Юний вытянул шею, силясь рассмотреть пленника. Один из шедших по бокам телеги воинов – да-да, повозка охранялась, – вооруженный коротким копьем и скрамасаксом, зажег еще один факел. Вспыхнувшее яркое пламя выхватило из темноты возницу – круглолицего вислоусого толстяка в плаще с капюшоном. Рядом с ним сидел крепкий чернобородый мужчина с жестоким скуластым лицом и пронзительным взглядом темных, глубоко запавших глаз, в которых отражался свет зажженного факела. А за ними, в клетке – Юний наконец разглядел, – обняв руками голые плечи, сидела девушка. Голова ее была низко опущена, пышные волосы падали на худую спину с кровавыми следами плети. Несмотря на промозглый ночной холод, пленница была полностью раздетой, на руках и ногах ее Рысь, присмотревшись, заметил синяки, а на запястьях… на запястьях поблескивали браслеты… Ха! Какие браслеты? Цепи! Девчонку сковали! Вот уроды, мало им клетки… Интересно, в чем она провинилась? Может быть, колдовала или украла что-нибудь? Если так, то ее искренне жаль – вполне могут отрубить руку, а то и голову.
– Не мало ли мы взяли с собой воинов, славный Фредегар? – повернулся к соседу возница.
– Не переживай, Эвдальд, – ухмыльнулся тот. – Вряд ли кто осмелится освободить ее. Хозяин поработал хорошо, постарался – ославил на совесть.
Человек с жестоким лицом засмеялся. Хохотнул и толстяк, но тем не менее опасливо оглянулся на шагавших позади воинов. Их было около десятка, с копьями и секирами, а кое-кто и с круглыми щитами, на которых был нарисован клыкастый вепрь.
– И все же я бы радовался лишь только тогда, когда впереди покажутся родные стены! – осторожно заметил возница.
– Они скоро покажутся! – громко заверил Фредегар.
О чем они говорили еще, Рысь не расслышал, но хорошенько запомнил имена. Повозка выехала на середину луга, и преследовать ее дальше сделалось весьма проблематичным, учитывая горящие факелы в руках вооруженных воинов. Да и нужно ли было? Из подслушанного разговора Юний не смог догадаться, куда везут пленницу, но хорошо понял – зачем. Конечно же, чтобы принести в жертву богам на тризне по всем павшим в схватке с коварными алеманами. Песню, понятно, она и пела. Наверное, девочка из венетов. Интересно было бы с ней поговорить.

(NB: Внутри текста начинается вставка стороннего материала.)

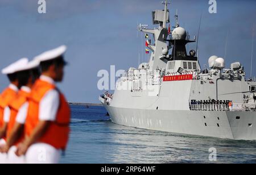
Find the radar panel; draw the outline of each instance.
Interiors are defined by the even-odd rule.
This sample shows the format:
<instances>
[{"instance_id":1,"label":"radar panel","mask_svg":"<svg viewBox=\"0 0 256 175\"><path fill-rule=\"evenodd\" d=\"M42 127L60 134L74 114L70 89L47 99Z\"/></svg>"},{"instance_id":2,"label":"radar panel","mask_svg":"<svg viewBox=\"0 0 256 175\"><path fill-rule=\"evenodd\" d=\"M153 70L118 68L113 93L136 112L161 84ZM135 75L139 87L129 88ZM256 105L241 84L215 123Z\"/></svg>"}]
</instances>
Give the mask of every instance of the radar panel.
<instances>
[{"instance_id":1,"label":"radar panel","mask_svg":"<svg viewBox=\"0 0 256 175\"><path fill-rule=\"evenodd\" d=\"M159 24L163 22L164 18L164 11L156 10L152 12L152 19L153 20L153 24ZM170 13L169 10L167 10L167 18L166 22L170 22Z\"/></svg>"}]
</instances>

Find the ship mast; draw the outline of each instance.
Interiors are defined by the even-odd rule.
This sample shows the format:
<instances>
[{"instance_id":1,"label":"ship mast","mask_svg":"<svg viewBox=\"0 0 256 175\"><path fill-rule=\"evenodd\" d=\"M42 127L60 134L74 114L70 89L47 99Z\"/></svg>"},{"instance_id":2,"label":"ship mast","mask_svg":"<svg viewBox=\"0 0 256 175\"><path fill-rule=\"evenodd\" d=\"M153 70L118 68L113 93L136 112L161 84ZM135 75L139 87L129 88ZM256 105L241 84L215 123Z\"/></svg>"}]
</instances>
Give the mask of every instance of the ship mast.
<instances>
[{"instance_id":1,"label":"ship mast","mask_svg":"<svg viewBox=\"0 0 256 175\"><path fill-rule=\"evenodd\" d=\"M163 20L163 28L167 28L166 21L167 20L167 8L168 8L168 3L169 3L168 2L167 0L166 0L165 6L164 6L164 20Z\"/></svg>"}]
</instances>

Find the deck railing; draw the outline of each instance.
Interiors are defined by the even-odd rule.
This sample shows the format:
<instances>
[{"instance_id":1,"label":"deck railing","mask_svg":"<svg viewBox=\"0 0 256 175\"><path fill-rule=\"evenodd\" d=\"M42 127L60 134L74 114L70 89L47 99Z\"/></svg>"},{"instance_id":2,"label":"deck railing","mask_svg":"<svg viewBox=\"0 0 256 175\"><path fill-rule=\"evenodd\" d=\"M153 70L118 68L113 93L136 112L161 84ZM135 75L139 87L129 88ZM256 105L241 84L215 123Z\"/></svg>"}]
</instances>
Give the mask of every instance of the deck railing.
<instances>
[{"instance_id":1,"label":"deck railing","mask_svg":"<svg viewBox=\"0 0 256 175\"><path fill-rule=\"evenodd\" d=\"M256 111L255 105L247 104L233 104L232 106L225 104L189 104L189 109L192 111Z\"/></svg>"}]
</instances>

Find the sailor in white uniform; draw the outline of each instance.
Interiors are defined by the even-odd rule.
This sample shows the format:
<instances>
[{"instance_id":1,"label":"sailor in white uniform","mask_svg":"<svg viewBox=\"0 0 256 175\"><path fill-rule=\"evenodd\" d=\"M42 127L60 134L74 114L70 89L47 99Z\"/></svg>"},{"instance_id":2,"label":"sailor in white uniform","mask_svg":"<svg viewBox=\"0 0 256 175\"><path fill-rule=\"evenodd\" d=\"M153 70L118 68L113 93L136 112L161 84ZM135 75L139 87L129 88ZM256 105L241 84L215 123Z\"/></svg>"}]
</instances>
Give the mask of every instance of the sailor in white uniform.
<instances>
[{"instance_id":1,"label":"sailor in white uniform","mask_svg":"<svg viewBox=\"0 0 256 175\"><path fill-rule=\"evenodd\" d=\"M62 81L63 72L61 70L66 64L63 59L63 56L66 49L65 46L62 46L43 53L35 58L41 63L40 67L42 72L39 78L40 82L44 82L55 86L56 82ZM60 61L62 62L59 62ZM48 64L47 61L51 62ZM46 136L46 131L49 129L48 127L51 127L50 123L53 123L56 121L60 105L64 105L63 103L61 105L61 103L62 102L60 99L60 92L56 89L47 91L40 100L38 111L39 123L27 139L18 147L16 152L16 154L19 156L25 155L26 163L56 164L59 163L61 150L48 143L39 143L38 140L42 136ZM29 109L25 109L27 107L24 106L24 111L27 110L28 114L30 113ZM69 114L65 114L68 115ZM29 116L27 116L27 117ZM29 122L28 118L26 120L22 117L18 117L17 120L20 123L23 123L25 120L26 123Z\"/></svg>"}]
</instances>

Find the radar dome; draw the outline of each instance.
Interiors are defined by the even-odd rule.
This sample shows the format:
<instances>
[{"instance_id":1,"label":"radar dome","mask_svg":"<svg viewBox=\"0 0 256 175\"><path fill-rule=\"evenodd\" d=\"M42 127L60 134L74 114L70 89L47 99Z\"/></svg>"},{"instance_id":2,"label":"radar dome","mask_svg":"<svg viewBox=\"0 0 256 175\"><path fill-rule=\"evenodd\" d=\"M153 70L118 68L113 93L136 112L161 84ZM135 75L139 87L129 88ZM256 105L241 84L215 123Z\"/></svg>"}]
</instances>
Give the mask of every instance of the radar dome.
<instances>
[{"instance_id":1,"label":"radar dome","mask_svg":"<svg viewBox=\"0 0 256 175\"><path fill-rule=\"evenodd\" d=\"M162 53L163 55L167 55L168 52L169 51L168 51L167 49L163 49L163 51L162 51Z\"/></svg>"},{"instance_id":2,"label":"radar dome","mask_svg":"<svg viewBox=\"0 0 256 175\"><path fill-rule=\"evenodd\" d=\"M187 37L187 32L184 28L179 27L174 30L172 35L175 40L184 40Z\"/></svg>"},{"instance_id":3,"label":"radar dome","mask_svg":"<svg viewBox=\"0 0 256 175\"><path fill-rule=\"evenodd\" d=\"M237 70L242 68L242 65L240 62L233 63L231 64L231 69L233 70Z\"/></svg>"},{"instance_id":4,"label":"radar dome","mask_svg":"<svg viewBox=\"0 0 256 175\"><path fill-rule=\"evenodd\" d=\"M212 56L208 60L209 67L211 69L213 68L214 65L215 60L218 58L216 55Z\"/></svg>"},{"instance_id":5,"label":"radar dome","mask_svg":"<svg viewBox=\"0 0 256 175\"><path fill-rule=\"evenodd\" d=\"M224 59L222 58L217 58L216 59L214 67L218 69L221 69L225 68Z\"/></svg>"}]
</instances>

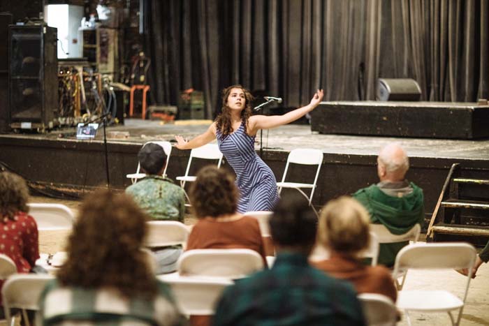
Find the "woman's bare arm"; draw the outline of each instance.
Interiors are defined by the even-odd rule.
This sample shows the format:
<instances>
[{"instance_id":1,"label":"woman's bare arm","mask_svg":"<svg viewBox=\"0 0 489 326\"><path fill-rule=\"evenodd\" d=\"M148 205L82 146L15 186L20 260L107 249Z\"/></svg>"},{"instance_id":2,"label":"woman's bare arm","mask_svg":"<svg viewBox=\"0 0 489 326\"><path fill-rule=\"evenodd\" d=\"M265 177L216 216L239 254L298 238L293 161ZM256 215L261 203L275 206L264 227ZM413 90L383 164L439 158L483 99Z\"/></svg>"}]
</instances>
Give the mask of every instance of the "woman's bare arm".
<instances>
[{"instance_id":1,"label":"woman's bare arm","mask_svg":"<svg viewBox=\"0 0 489 326\"><path fill-rule=\"evenodd\" d=\"M175 147L179 149L192 149L200 147L216 139L216 123L212 123L204 133L189 141L180 135L175 135L175 139L177 140L177 144Z\"/></svg>"},{"instance_id":2,"label":"woman's bare arm","mask_svg":"<svg viewBox=\"0 0 489 326\"><path fill-rule=\"evenodd\" d=\"M283 115L254 115L250 117L249 124L252 130L250 131L249 133L256 133L256 131L258 129L270 129L297 120L318 106L323 100L323 95L324 92L323 90L318 89L308 105Z\"/></svg>"}]
</instances>

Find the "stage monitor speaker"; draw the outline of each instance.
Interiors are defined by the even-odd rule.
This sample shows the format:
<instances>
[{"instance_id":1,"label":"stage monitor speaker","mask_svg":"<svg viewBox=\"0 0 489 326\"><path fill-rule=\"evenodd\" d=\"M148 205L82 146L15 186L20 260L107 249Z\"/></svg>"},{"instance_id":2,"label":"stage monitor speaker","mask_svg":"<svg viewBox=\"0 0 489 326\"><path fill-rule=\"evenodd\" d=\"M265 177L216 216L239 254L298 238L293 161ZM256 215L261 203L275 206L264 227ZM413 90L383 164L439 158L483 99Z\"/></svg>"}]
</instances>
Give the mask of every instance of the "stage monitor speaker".
<instances>
[{"instance_id":1,"label":"stage monitor speaker","mask_svg":"<svg viewBox=\"0 0 489 326\"><path fill-rule=\"evenodd\" d=\"M8 31L10 125L52 128L58 111L57 29L11 25Z\"/></svg>"},{"instance_id":2,"label":"stage monitor speaker","mask_svg":"<svg viewBox=\"0 0 489 326\"><path fill-rule=\"evenodd\" d=\"M377 82L377 101L419 101L421 89L410 78L379 78Z\"/></svg>"}]
</instances>

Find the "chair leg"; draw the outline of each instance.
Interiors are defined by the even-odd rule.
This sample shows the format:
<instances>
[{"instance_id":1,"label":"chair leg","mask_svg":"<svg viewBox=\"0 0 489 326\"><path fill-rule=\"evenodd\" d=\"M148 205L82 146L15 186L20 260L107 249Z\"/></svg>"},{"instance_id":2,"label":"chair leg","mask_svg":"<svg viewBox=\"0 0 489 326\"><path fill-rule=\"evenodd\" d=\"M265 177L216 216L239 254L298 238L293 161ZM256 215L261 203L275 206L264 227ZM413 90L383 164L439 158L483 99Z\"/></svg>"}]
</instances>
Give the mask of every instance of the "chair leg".
<instances>
[{"instance_id":1,"label":"chair leg","mask_svg":"<svg viewBox=\"0 0 489 326\"><path fill-rule=\"evenodd\" d=\"M458 325L458 323L455 323L455 320L453 319L453 315L452 315L452 312L447 311L447 313L448 314L448 316L450 317L450 321L452 322L452 326Z\"/></svg>"},{"instance_id":2,"label":"chair leg","mask_svg":"<svg viewBox=\"0 0 489 326\"><path fill-rule=\"evenodd\" d=\"M399 280L396 279L395 281L395 287L397 289L397 291L400 291L402 290L402 287L404 286L404 283L406 281L406 275L407 275L407 271L404 272L404 274L402 275L402 280L401 281L401 283L399 283Z\"/></svg>"},{"instance_id":3,"label":"chair leg","mask_svg":"<svg viewBox=\"0 0 489 326\"><path fill-rule=\"evenodd\" d=\"M22 319L24 319L24 325L26 326L31 326L31 322L29 320L27 311L25 309L22 309Z\"/></svg>"},{"instance_id":4,"label":"chair leg","mask_svg":"<svg viewBox=\"0 0 489 326\"><path fill-rule=\"evenodd\" d=\"M312 210L314 211L314 214L316 214L317 218L319 218L319 214L318 214L317 211L314 208L314 205L313 205L312 203L311 202L311 200L310 200L309 196L307 195L306 195L304 191L302 191L302 190L300 188L294 188L294 189L296 189L298 192L300 192L305 198L305 199L307 200L307 201L309 202L309 205L311 207L311 208L312 208Z\"/></svg>"},{"instance_id":5,"label":"chair leg","mask_svg":"<svg viewBox=\"0 0 489 326\"><path fill-rule=\"evenodd\" d=\"M411 318L409 317L409 312L407 310L404 311L404 313L406 313L406 320L407 320L407 325L409 326L411 326L412 324L411 323Z\"/></svg>"}]
</instances>

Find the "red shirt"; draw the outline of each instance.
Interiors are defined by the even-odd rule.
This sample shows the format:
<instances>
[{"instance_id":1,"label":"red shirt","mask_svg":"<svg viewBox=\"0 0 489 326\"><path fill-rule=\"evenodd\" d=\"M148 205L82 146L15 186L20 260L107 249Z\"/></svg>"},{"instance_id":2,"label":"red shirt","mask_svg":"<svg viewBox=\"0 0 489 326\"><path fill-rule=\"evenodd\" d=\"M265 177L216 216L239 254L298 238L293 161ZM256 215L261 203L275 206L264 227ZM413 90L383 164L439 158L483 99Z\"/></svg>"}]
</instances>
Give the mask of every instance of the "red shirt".
<instances>
[{"instance_id":1,"label":"red shirt","mask_svg":"<svg viewBox=\"0 0 489 326\"><path fill-rule=\"evenodd\" d=\"M0 253L13 260L19 273L29 273L39 258L37 224L34 218L20 212L14 220L0 221Z\"/></svg>"}]
</instances>

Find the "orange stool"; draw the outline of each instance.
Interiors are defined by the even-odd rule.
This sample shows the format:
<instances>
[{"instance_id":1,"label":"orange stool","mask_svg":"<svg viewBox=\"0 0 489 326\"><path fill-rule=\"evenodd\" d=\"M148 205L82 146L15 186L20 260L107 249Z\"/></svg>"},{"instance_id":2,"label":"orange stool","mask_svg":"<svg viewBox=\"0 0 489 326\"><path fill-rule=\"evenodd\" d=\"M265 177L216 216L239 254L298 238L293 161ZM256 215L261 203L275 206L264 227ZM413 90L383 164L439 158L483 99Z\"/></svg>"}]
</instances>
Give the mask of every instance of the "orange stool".
<instances>
[{"instance_id":1,"label":"orange stool","mask_svg":"<svg viewBox=\"0 0 489 326\"><path fill-rule=\"evenodd\" d=\"M133 110L134 110L134 91L136 89L143 89L143 111L141 117L144 120L146 117L146 93L149 90L149 85L133 85L131 87L129 117L133 116Z\"/></svg>"}]
</instances>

Тризна, скорее всего, будет завтра ночью, а может, и дня через три, как принято у римлян. Впрочем, кто их знает, этих местных германцев? Ну, по крайней мере, один-то день у Юния для разговора с пленницей был – осталось только выяснить, где именно будут поминки и похороны. Вероятно, в дубовой роще, на холме, что обрывом спускался к реке – именно эта роща, как упоминал когда-то Виниций, считалась у херусков Гретарка священной.
Свет факелов быстро удалялся, и вот уже только маленькие искорки маячили вдали. Судя по направлению, отряд двигался в деревню.
Вернувшись на виллу, Юний в задумчивости повалился на ложе, слушая, как хлещет вода с крыши. Кто же эта пленница? Неужели колдунья? Тогда ее точно казнят, сожгут или утопят. Впрочем, какая разница? Что за дело преуспевающему – нет, скажем так – намеренному преуспевать – молодому юристу до какой-то сельской колдуньи или воровки? Колдунов надо топить, а ворам и убийцам – отрубать руки и головы, чтоб неповадно было творить зло; с этим уж не поспоришь. Вот только почему-то жаль было девушку, больно уж несчастной и беззащитной та выглядела. Да еще и песню хорошую пела. Если это правда она… Да как не она? Толстый возница, что ли?